Written by 7:31 pm Sports

Computer Science and ESPN: An Interview with Christine Chung

Before coming to Connecticut College, Christine Chung, a computer science professor, worked for a company any sports fanatic would love to be a part of: ESPN. After she received her B.A. and M. Eng. Degree in Computer Science from Cornell, she had been previously working at a consulting firm in Manhattan, but she was “feeling uninspired and unchallenged, longing for the interesting things [she] used to learn and problems [she] used to have to tackle as a computer science student.”

In 2001, when she was watching the Super Bowl, she saw a new special effect that intrigued her.  She saw the producers take a slow-motion video replay, freeze the frame during the middle of it, and move around the freeze frame so that viewers could observe the player in mid-air at all angles.
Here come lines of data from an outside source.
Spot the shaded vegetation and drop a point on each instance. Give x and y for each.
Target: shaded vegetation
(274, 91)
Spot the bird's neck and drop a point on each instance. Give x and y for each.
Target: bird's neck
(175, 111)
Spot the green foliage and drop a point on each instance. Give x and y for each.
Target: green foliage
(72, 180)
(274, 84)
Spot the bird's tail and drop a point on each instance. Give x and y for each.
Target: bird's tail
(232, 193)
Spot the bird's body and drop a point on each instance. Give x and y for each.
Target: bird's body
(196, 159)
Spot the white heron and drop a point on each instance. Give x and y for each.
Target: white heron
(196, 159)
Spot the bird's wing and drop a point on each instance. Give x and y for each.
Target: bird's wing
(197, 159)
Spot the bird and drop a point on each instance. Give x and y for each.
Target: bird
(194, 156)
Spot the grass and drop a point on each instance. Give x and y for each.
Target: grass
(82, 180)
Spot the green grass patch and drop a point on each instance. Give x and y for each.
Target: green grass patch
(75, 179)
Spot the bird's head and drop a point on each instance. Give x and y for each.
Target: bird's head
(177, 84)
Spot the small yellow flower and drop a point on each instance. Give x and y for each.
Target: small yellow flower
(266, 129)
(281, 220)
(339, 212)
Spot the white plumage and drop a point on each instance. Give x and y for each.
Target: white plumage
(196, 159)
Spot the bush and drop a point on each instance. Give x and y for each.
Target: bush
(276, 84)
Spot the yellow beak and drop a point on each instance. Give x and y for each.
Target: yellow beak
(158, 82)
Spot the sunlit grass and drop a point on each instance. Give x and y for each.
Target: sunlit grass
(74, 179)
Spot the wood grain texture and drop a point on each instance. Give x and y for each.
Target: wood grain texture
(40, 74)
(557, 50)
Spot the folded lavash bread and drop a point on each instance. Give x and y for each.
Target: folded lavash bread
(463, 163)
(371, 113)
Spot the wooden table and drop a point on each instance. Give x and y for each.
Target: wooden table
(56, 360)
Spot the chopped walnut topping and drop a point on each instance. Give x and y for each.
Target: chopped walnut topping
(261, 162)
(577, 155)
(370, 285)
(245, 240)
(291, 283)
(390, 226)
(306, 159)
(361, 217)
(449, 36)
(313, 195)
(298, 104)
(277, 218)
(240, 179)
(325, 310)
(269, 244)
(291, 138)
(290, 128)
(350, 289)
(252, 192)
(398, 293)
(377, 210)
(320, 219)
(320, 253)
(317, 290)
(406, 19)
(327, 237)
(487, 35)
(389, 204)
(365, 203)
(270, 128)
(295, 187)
Many viewers might see this animation and not think much of it.  But Professor Chung said that she was so excited to see an industry in which “people were solving challenging computer science problems.”  At that moment, she realized that she was eager to work for a company like the one that had created such real-time special effects.
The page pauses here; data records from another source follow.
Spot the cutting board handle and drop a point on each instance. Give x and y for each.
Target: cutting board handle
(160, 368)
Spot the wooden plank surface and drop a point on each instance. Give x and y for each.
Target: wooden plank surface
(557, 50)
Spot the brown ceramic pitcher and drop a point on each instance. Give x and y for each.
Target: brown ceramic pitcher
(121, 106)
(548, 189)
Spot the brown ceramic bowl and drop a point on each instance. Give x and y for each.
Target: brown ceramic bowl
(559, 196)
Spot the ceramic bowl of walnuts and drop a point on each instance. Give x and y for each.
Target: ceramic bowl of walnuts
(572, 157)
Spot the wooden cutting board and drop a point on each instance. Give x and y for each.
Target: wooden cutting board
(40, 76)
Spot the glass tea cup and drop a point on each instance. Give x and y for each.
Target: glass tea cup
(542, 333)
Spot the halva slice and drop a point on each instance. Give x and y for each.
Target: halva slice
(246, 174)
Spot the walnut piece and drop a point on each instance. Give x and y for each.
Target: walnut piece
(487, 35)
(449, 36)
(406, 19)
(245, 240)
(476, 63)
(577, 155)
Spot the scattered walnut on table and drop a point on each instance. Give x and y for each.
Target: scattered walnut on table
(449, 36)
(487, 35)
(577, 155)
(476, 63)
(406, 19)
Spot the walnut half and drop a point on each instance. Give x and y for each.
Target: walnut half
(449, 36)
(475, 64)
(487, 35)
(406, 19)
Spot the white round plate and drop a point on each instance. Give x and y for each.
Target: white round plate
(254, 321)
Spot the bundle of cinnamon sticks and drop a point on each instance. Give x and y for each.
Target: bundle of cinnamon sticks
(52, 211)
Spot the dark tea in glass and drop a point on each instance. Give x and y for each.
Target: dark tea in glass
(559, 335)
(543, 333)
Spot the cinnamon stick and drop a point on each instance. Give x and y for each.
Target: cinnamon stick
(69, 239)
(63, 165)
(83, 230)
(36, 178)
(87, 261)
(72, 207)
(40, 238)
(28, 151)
She researched online to find a company that would allow her to use her skills to create something like the special effects in the broadcast, and the one that best suited her interests was SporTVision.  It turned out that its main business office was in Times Square, just a short walk from where she was currently working.  SporTVision is the company that makes the “magic yellow line,” or the line denoting the first down, appear on TV for football games.  She walked over to the office with her resume and luckily for her, the company was starting a new project with ESPN Sunday Night Baseball.  The company was looking for someone with a computer science degree to run the system and hired her on the spot.  This job was perfect for Professor Chung, who was a huge New York Mets fan. 

The Emmy award-winning K-Zone effect system is what you see on television while watching baseball.  It is a computer-generated, on-screen rectangular box that serves as a strike zone for those watching from home or the local bar.  As the pitcher delivers his pitch, the K-Zone tracks the ball to where it lands over the plate in the hitter strike zone.  In addition, the zone breaks the strike zone into nine sections, showing where the batter is hot or cold based on his batting average.  While Professor Chung was working with SporTVision, K-Zone was used only on replay because it was initially very controversial technology.  The company wanted to ease everyone into the new technology before K-Zone was there in real time.  Viewers could now see if umpires were correct on their call of a strike or ball.
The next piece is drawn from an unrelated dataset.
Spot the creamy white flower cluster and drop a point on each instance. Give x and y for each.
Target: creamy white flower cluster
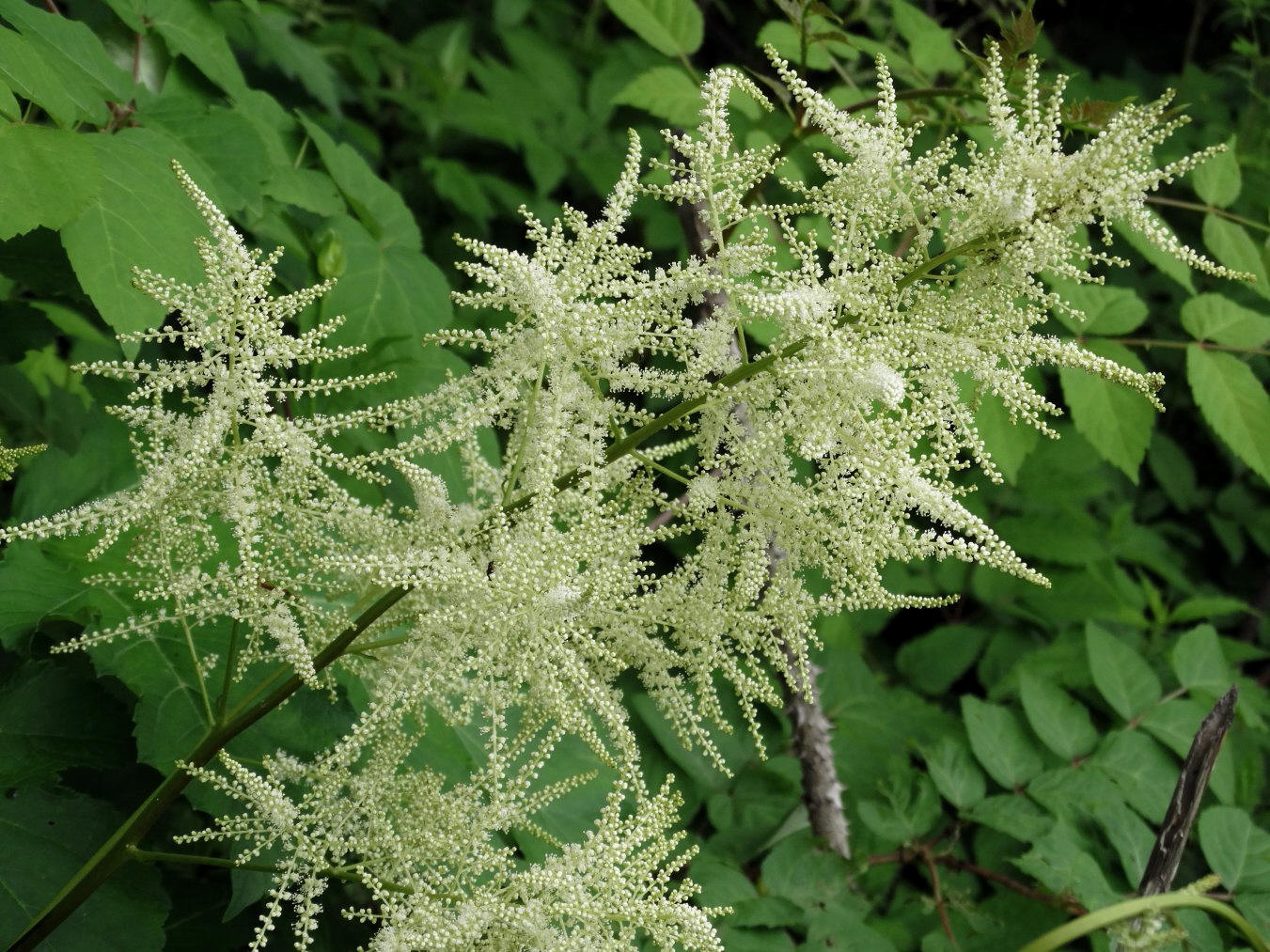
(637, 427)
Professor Chung was living every baseball fan’s dream.  Each Sunday, she traveled to a different baseball stadium to work for Sunday Night Baseball on ESPN.  She worked behind the scenes in a TV truck parked outside of the stadium and operated the K-Zone system during the live broadcast.  She also spent time inside of the stadiums, setting up cameras and calibrating the system.  Professor Chung “loved it because [she] had the chance to be on the field of almost every Major League Baseball stadium in the country, and was often wandering around setting things up when the players were warming up.”

After that amazing experience, she decided to leave to pursue a teaching degree.  She said that she “always wanted to teach because it is rewarding.”  She taught high school for a while, missed the challenge of doing “hardcore CS,” and, decidedly, went back to grad school for Computer Science.  She says that her job now as a CS professor is great because she gets to teach and work on challenging CS problems in her research, which is “just what [she] always wanted.”

On the relationship between sports and computer science, Professor Chung states that “there are numerous ways in which sports and any industry intersect with computer science.” One is with TV broadcasts because those are full of real-time (and canned) special effects that are generated by programs, algorithms, and systems created by computer scientists.  Another is with algorithms for analyzing sports statistics.  For example, Professor Chung teaches an algorithm to her Computer Science 304 Algorithms class in order to determine when a baseball team has been “mathematically eliminated” from the pennant race.  Another way is with the extensive fantasy sports industry, which takes place on websites like Yahoo!, all of which computer scientists program.  Professor Chung is “sure there are a dozen more ways CS intersects with sports, but again, you can really identify numerous intersections between CS and any industry because CS is just completely ubiquitous now.”

Professor Chung has been researching algorithms since grad school, but “it is not usually the hands-on kind.”  She loves “doing theory research, which usually involves thinking about a problem, designing algorithms for that problem, then rigorously showing (via mathematical proof) how good your algorithms are.”  She enjoys theory over other kinds of CS because “you get to ignore all the complicated, messy real-world details that get in the way of thinking about the core underlying problem.  When you can focus on that simple, clean structure of the essence of a problem, then things get really interesting and beautiful and exciting.”  

Professor Chung’s career is quite remarkable.  She has “helped to lay the groundwork for the success of K-Zone and similar technologies that have been developed since then.”  Her work has also changed sports forever.  Like a close line call in tennis, Professor Chung’s work helped spark discussions about human referees and computer-based ones, and how fans from home watch and interact with a sports game on TV.